Algorithms for Linearly Recurrent Sequences of Truncated Polynomials

TL;DR

This paper introduces three algorithms for finding recurrence relations in sequences of truncated polynomials, improving efficiency and demonstrating practical applications in algebraic computations.

Contribution

The paper presents novel complexity improvements for existing algorithms and applies them to compute recurrence relations in sequences over truncated polynomial rings.

Findings

Complexity improvements for Berlekamp-Massey-like and Hankel matrix kernel methods.

Empirical validation through C++ implementation.

Applications to minimal polynomials and determinants over truncated polynomial rings.

Abstract

Linear recurrent sequences are those whose elements are defined as linear combinations of preceding elements, and finding recurrence relations is a fundamental problem in computer algebra. In this paper, we focus on sequences whose elements are vectors over the ring $\mathbb{A} = \mathbb{K}[x]/(x^d)$ of truncated polynomials.
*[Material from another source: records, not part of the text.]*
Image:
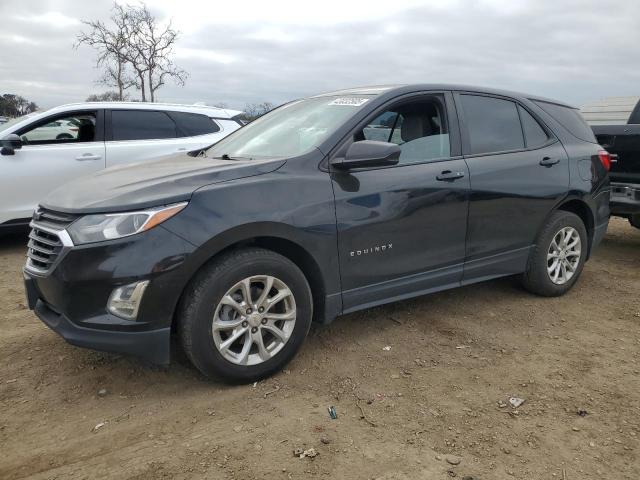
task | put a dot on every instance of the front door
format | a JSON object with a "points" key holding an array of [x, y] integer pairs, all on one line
{"points": [[401, 230], [519, 172], [55, 151]]}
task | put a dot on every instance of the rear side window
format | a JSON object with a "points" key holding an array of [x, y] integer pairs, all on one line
{"points": [[192, 124], [570, 119], [534, 134], [493, 124], [141, 125]]}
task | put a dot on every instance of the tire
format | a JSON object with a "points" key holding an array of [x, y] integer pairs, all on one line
{"points": [[537, 278], [243, 361]]}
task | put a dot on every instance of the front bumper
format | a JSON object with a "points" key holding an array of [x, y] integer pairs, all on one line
{"points": [[625, 199], [72, 298]]}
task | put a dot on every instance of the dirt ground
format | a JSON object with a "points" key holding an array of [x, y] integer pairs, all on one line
{"points": [[455, 359]]}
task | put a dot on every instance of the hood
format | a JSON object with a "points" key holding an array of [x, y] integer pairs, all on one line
{"points": [[149, 184]]}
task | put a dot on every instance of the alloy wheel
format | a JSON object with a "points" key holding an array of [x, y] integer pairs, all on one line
{"points": [[563, 256], [254, 320]]}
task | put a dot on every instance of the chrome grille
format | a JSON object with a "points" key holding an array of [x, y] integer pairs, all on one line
{"points": [[44, 248], [47, 239]]}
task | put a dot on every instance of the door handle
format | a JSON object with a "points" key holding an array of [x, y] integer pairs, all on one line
{"points": [[449, 176], [88, 156], [548, 161]]}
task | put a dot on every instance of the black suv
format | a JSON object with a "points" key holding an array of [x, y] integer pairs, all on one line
{"points": [[326, 205]]}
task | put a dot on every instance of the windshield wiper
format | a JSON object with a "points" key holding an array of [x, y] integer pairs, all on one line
{"points": [[226, 156]]}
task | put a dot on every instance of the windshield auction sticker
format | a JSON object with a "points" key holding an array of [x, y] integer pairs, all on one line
{"points": [[350, 101]]}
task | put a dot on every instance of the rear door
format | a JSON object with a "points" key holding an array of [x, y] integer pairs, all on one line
{"points": [[55, 150], [518, 171]]}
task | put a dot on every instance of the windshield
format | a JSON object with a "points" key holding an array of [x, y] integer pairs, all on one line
{"points": [[290, 130]]}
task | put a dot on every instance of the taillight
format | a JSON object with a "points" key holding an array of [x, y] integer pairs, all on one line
{"points": [[605, 159]]}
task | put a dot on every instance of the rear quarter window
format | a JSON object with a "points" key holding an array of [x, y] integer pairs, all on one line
{"points": [[570, 119], [193, 124]]}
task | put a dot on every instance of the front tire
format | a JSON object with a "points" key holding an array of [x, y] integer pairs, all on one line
{"points": [[558, 258], [245, 315]]}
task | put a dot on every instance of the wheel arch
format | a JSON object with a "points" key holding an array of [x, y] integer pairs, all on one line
{"points": [[580, 208]]}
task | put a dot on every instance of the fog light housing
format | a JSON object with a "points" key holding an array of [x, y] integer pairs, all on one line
{"points": [[124, 301]]}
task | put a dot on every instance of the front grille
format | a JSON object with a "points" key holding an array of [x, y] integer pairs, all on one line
{"points": [[46, 239], [43, 248]]}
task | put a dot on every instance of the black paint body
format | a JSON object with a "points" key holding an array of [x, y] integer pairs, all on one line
{"points": [[436, 233]]}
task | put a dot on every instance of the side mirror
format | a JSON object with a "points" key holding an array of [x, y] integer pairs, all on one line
{"points": [[10, 144], [368, 153]]}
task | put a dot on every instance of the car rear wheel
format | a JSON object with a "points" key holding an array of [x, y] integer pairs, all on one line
{"points": [[557, 260], [245, 315]]}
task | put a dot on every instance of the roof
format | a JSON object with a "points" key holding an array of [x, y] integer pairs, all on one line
{"points": [[407, 88], [610, 110], [203, 109]]}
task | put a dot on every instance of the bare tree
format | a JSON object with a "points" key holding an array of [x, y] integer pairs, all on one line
{"points": [[153, 47], [112, 45], [136, 52]]}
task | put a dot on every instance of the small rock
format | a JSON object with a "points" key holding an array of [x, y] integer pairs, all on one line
{"points": [[98, 427], [452, 459]]}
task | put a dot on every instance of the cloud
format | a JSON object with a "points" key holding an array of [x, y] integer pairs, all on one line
{"points": [[235, 52]]}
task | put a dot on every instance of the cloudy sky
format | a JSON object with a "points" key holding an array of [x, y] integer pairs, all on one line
{"points": [[240, 52]]}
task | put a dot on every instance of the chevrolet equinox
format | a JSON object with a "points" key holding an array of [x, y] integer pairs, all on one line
{"points": [[325, 206]]}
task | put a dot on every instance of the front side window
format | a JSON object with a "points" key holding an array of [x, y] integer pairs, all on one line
{"points": [[291, 130], [193, 124], [493, 124], [141, 125], [70, 128], [419, 128]]}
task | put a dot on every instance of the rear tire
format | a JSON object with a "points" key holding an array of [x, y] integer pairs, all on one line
{"points": [[238, 340], [557, 260]]}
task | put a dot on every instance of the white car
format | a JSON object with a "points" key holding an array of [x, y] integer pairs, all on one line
{"points": [[42, 151]]}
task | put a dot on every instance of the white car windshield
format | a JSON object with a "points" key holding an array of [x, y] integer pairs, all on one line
{"points": [[291, 130]]}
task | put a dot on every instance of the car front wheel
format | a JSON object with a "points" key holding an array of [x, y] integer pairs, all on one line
{"points": [[245, 315], [557, 260]]}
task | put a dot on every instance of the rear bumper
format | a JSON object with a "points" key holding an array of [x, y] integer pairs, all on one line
{"points": [[151, 345], [625, 199]]}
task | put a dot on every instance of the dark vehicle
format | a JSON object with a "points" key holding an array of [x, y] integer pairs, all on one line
{"points": [[324, 206], [617, 129]]}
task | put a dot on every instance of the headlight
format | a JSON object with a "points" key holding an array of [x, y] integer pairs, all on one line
{"points": [[107, 226]]}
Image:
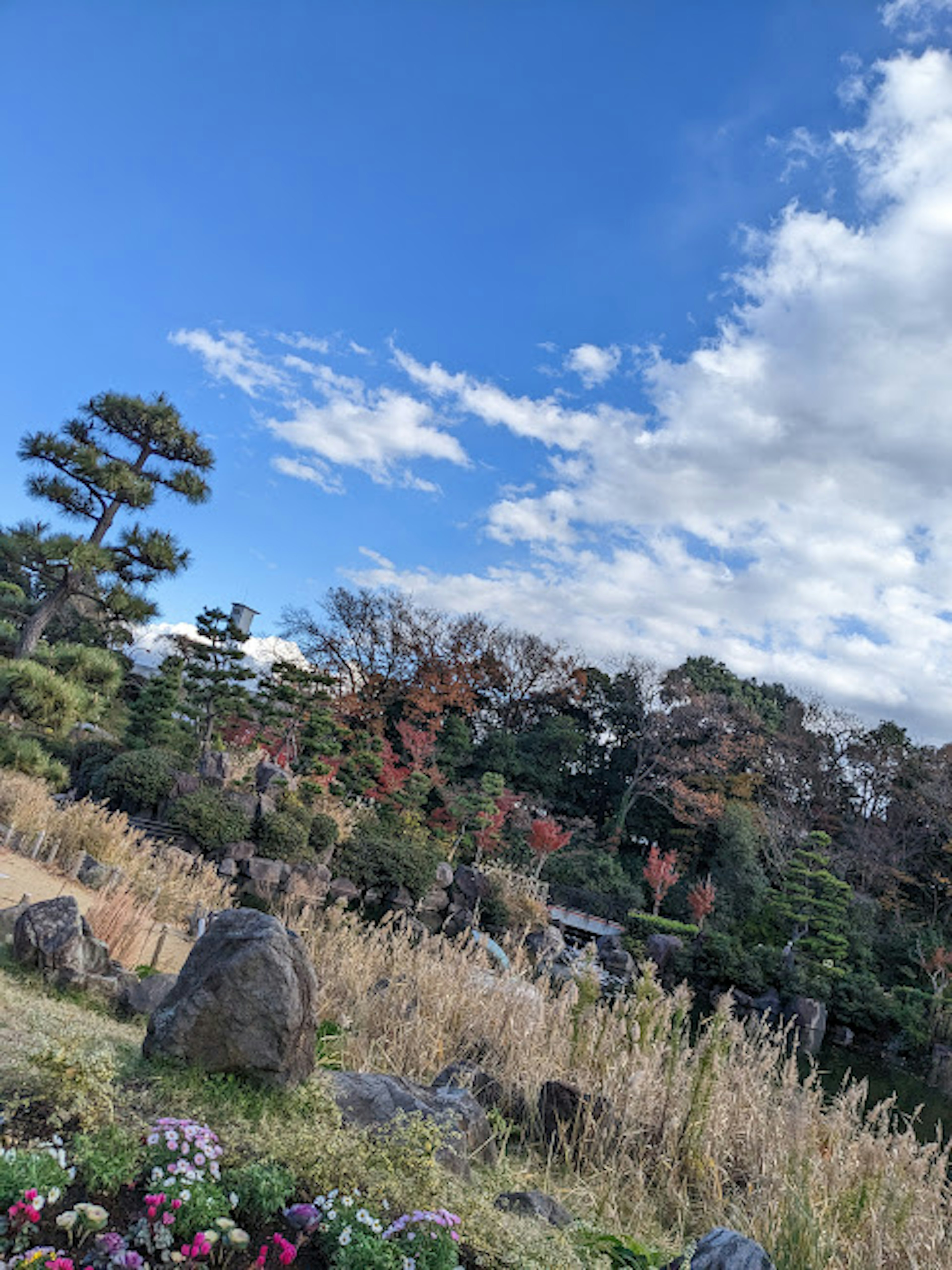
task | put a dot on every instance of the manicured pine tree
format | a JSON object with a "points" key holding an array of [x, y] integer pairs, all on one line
{"points": [[105, 464], [215, 675], [813, 905]]}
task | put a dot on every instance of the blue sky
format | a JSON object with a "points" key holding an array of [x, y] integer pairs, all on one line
{"points": [[623, 322]]}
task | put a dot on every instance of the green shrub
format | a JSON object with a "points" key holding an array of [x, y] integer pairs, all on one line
{"points": [[107, 1159], [94, 669], [78, 1076], [88, 759], [263, 1188], [324, 832], [40, 696], [388, 853], [732, 963], [136, 780], [642, 925], [595, 870], [282, 836], [211, 818], [29, 756]]}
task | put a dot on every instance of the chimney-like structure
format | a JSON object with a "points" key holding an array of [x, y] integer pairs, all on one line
{"points": [[243, 618]]}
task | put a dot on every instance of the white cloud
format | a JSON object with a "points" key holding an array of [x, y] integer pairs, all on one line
{"points": [[309, 343], [334, 421], [154, 642], [593, 365], [234, 357], [787, 506], [916, 20], [539, 420], [317, 473]]}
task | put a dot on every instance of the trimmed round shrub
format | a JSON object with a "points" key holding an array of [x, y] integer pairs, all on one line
{"points": [[282, 836], [376, 857], [138, 780], [211, 818], [88, 760], [324, 832]]}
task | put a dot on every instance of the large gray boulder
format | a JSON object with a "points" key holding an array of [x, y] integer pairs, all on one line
{"points": [[536, 1205], [376, 1103], [809, 1015], [244, 1003], [11, 916], [725, 1250], [145, 996], [662, 948], [51, 937]]}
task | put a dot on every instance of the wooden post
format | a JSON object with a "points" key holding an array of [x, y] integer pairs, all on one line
{"points": [[159, 945]]}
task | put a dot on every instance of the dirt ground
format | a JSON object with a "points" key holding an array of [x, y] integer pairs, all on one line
{"points": [[21, 876]]}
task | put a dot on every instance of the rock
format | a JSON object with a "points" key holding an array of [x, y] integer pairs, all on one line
{"points": [[662, 948], [941, 1069], [9, 917], [51, 937], [568, 1117], [400, 898], [436, 901], [144, 996], [536, 1205], [111, 989], [342, 888], [372, 1102], [766, 1006], [272, 778], [432, 921], [619, 963], [93, 874], [727, 1250], [215, 769], [470, 886], [238, 850], [459, 920], [810, 1019], [545, 945], [244, 1003], [308, 882], [268, 872], [489, 1093]]}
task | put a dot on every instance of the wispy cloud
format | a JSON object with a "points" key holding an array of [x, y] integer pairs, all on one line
{"points": [[916, 20], [593, 365], [233, 357]]}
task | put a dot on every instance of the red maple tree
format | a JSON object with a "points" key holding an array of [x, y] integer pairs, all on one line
{"points": [[546, 836], [660, 873]]}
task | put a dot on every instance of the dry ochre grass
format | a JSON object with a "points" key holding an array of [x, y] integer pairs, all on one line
{"points": [[164, 885], [711, 1128]]}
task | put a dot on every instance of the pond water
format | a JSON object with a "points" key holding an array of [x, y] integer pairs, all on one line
{"points": [[912, 1092]]}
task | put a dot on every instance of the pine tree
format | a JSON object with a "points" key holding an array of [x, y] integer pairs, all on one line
{"points": [[813, 905], [157, 714], [216, 671], [108, 462]]}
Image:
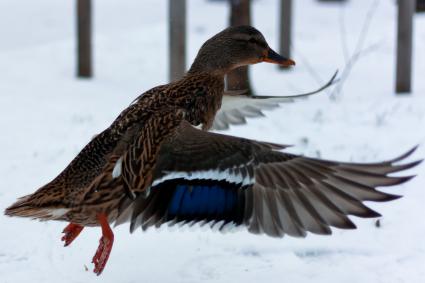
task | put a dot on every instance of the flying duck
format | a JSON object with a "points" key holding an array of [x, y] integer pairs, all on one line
{"points": [[152, 166]]}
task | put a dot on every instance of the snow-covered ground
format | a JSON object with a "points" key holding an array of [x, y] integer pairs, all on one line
{"points": [[47, 116]]}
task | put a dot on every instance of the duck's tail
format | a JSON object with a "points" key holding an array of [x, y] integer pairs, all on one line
{"points": [[25, 207]]}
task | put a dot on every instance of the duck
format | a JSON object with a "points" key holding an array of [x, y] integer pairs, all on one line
{"points": [[158, 163]]}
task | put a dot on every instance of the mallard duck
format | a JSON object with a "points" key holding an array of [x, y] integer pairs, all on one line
{"points": [[152, 166]]}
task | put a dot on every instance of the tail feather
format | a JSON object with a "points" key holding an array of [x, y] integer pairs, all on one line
{"points": [[24, 208]]}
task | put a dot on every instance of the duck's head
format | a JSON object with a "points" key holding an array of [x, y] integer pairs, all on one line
{"points": [[235, 47]]}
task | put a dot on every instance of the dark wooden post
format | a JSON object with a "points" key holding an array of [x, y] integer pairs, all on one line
{"points": [[420, 5], [285, 29], [177, 37], [240, 14], [84, 39], [406, 9]]}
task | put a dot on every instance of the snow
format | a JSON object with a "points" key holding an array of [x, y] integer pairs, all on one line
{"points": [[47, 116]]}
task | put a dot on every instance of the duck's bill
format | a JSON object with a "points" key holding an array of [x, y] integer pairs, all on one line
{"points": [[275, 58]]}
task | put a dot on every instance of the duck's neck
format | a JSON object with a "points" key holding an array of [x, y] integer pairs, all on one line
{"points": [[217, 67]]}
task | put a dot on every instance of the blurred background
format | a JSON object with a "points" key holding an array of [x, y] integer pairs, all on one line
{"points": [[67, 69]]}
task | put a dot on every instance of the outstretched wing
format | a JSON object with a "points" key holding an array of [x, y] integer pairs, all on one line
{"points": [[236, 108], [223, 180]]}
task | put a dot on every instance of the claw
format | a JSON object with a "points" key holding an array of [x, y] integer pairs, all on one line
{"points": [[71, 232], [105, 245]]}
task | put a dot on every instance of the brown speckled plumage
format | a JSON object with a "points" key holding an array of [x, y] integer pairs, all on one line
{"points": [[151, 166]]}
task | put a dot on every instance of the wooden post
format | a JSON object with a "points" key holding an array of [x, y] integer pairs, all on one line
{"points": [[420, 6], [177, 37], [240, 14], [406, 9], [84, 39], [285, 29]]}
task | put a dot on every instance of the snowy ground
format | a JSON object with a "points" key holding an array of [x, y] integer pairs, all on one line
{"points": [[47, 116]]}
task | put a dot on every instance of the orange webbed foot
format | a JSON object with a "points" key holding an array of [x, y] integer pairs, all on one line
{"points": [[105, 246], [71, 232]]}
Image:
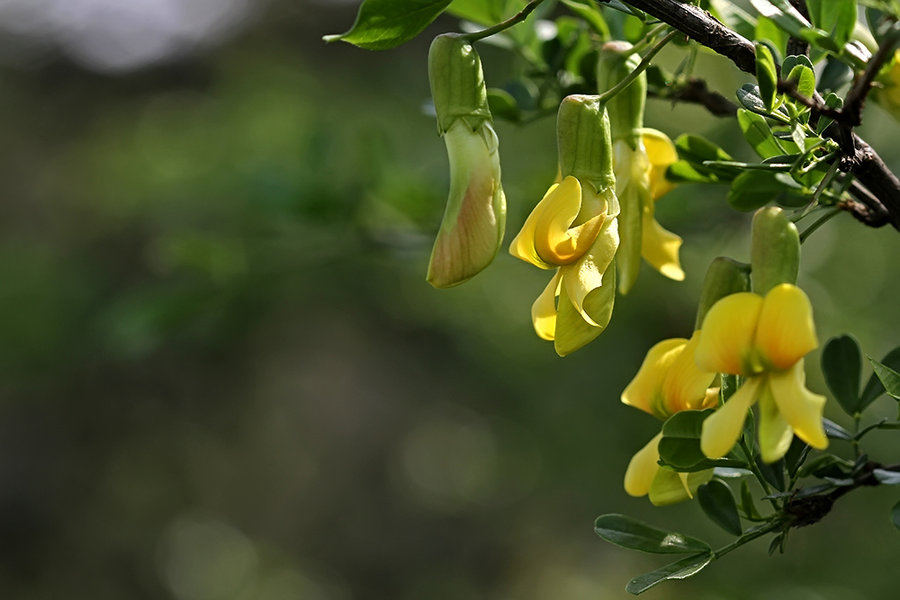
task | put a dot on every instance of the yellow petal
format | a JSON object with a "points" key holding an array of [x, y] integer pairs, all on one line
{"points": [[711, 400], [727, 334], [587, 274], [786, 332], [669, 487], [722, 429], [543, 311], [642, 468], [800, 408], [685, 384], [775, 434], [660, 248], [661, 153], [572, 331], [555, 240], [645, 390], [522, 246], [633, 191]]}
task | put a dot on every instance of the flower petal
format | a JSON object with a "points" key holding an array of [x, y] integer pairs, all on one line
{"points": [[661, 153], [543, 311], [633, 191], [775, 434], [727, 333], [722, 429], [572, 331], [660, 247], [555, 240], [642, 468], [685, 384], [669, 487], [522, 246], [645, 390], [786, 332], [587, 274], [800, 408]]}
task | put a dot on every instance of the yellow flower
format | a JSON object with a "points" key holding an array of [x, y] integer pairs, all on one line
{"points": [[763, 339], [668, 381], [571, 230], [640, 181]]}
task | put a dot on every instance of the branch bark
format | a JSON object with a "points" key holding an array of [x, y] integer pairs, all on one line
{"points": [[859, 159]]}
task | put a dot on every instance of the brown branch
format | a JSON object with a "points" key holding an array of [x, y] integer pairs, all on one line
{"points": [[859, 158]]}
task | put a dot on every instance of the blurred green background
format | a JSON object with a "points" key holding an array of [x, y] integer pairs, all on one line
{"points": [[223, 376]]}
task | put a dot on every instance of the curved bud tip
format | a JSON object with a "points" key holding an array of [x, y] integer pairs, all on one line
{"points": [[475, 216]]}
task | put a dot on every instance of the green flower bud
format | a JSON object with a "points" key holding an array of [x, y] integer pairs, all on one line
{"points": [[457, 83], [475, 218], [774, 250], [723, 278], [584, 142], [626, 109]]}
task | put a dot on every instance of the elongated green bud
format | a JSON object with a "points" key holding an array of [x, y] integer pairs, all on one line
{"points": [[774, 250], [457, 83], [583, 138], [723, 278], [626, 109]]}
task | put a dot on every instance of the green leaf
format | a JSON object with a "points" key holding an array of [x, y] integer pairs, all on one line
{"points": [[679, 447], [718, 503], [766, 76], [889, 378], [748, 95], [804, 78], [837, 17], [841, 365], [754, 188], [681, 569], [874, 388], [484, 12], [747, 504], [503, 105], [835, 431], [758, 134], [772, 472], [886, 477], [384, 24], [588, 10], [626, 532]]}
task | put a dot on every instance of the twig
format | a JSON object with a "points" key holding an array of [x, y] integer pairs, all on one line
{"points": [[513, 20]]}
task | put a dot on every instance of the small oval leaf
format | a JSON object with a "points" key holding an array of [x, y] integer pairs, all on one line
{"points": [[626, 532], [841, 364], [718, 503]]}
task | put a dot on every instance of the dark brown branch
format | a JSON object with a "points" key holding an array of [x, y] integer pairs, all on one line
{"points": [[699, 25], [859, 158], [797, 46]]}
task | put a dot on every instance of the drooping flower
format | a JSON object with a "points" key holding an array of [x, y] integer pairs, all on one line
{"points": [[668, 381], [573, 229], [641, 157], [475, 217], [764, 340]]}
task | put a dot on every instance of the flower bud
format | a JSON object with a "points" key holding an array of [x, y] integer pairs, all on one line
{"points": [[723, 278], [475, 217], [626, 109], [584, 142], [457, 82], [774, 250]]}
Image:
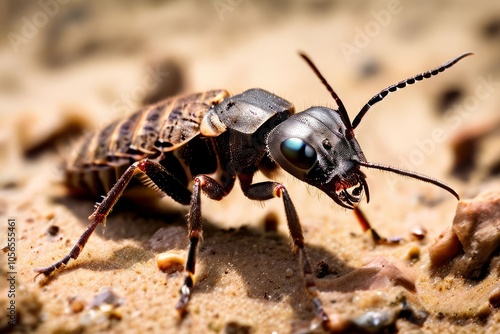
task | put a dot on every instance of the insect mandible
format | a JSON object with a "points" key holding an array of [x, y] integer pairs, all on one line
{"points": [[203, 142]]}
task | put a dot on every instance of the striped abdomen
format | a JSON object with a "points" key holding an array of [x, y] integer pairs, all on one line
{"points": [[154, 132]]}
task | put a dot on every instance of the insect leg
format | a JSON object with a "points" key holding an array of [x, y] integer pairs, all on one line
{"points": [[155, 176], [216, 192], [99, 216], [267, 190]]}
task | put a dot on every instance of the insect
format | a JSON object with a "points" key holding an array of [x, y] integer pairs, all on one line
{"points": [[203, 142]]}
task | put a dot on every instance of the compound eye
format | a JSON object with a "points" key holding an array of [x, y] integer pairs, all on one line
{"points": [[299, 153]]}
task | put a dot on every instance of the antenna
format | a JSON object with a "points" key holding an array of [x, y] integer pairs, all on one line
{"points": [[402, 84], [341, 111], [410, 174]]}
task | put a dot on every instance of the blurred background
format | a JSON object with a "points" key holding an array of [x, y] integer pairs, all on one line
{"points": [[67, 66], [70, 66]]}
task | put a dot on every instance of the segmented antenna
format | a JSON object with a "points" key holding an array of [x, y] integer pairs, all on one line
{"points": [[410, 174], [341, 111], [402, 84]]}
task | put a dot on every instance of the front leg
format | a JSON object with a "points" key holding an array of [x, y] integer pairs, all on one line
{"points": [[214, 191], [267, 190]]}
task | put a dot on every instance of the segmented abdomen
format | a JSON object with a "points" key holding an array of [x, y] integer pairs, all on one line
{"points": [[101, 157]]}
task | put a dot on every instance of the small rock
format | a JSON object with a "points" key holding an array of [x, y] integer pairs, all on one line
{"points": [[170, 262], [476, 230]]}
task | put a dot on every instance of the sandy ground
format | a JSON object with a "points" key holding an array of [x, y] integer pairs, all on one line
{"points": [[87, 63]]}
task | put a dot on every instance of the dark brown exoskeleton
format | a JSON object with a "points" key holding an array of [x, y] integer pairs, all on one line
{"points": [[203, 142]]}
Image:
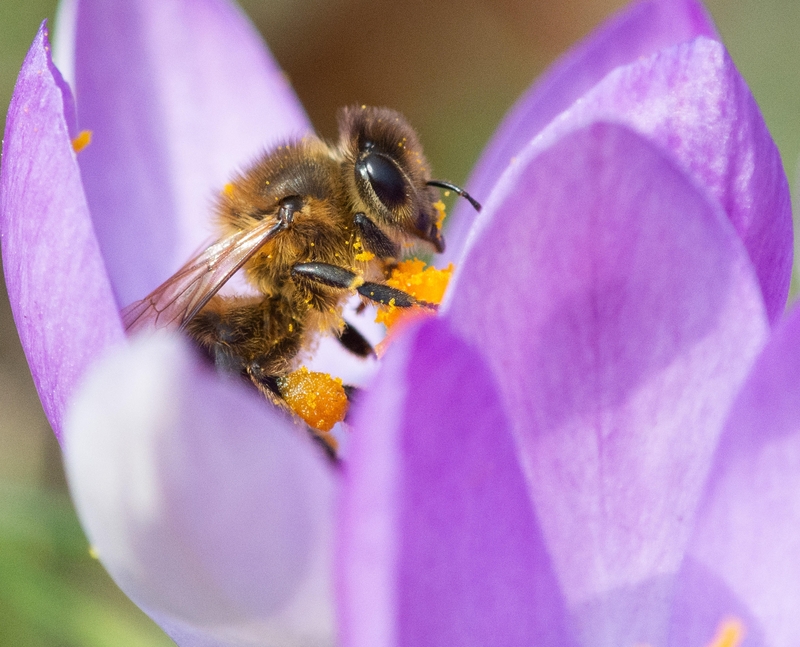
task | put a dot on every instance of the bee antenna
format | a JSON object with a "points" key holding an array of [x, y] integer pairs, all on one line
{"points": [[457, 189]]}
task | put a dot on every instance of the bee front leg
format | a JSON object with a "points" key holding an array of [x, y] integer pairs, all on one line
{"points": [[373, 238]]}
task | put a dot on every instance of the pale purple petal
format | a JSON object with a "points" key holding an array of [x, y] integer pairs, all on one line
{"points": [[57, 284], [745, 553], [619, 313], [640, 30], [691, 101], [439, 544], [210, 510], [179, 94]]}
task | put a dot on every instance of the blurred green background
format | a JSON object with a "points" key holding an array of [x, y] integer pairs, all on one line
{"points": [[454, 68]]}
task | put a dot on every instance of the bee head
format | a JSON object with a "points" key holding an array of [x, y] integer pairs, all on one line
{"points": [[387, 173]]}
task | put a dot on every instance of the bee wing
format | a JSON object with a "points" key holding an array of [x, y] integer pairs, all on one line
{"points": [[175, 302]]}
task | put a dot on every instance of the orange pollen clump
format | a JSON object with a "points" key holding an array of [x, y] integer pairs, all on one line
{"points": [[82, 140], [423, 283], [729, 634], [317, 398]]}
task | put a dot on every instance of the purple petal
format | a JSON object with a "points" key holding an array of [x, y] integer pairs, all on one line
{"points": [[179, 94], [439, 543], [745, 553], [640, 30], [691, 100], [619, 313], [210, 510], [57, 284]]}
Finding the ideal of their recurrence relations has applications such as the computation of minimal polynomials and determinants of sparse matrices over $\mathbb{A}$. We present three methods for finding this ideal: a Berlekamp-Massey-like approach due to Kurakin, one which computes the kernel of some block-Hankel matrix over $\mathbb{A}$ via a minimal approximant basis, and one based on bivariate Pad\'e approximation. We propose complexity improvements for the first two methods, respectively by avoiding the computation of redundant relations and by exploiting the Hankel structure to compress the approximation problem. Then we confirm these improvements empirically through a C++ implementation, and we discuss the above-mentioned applications.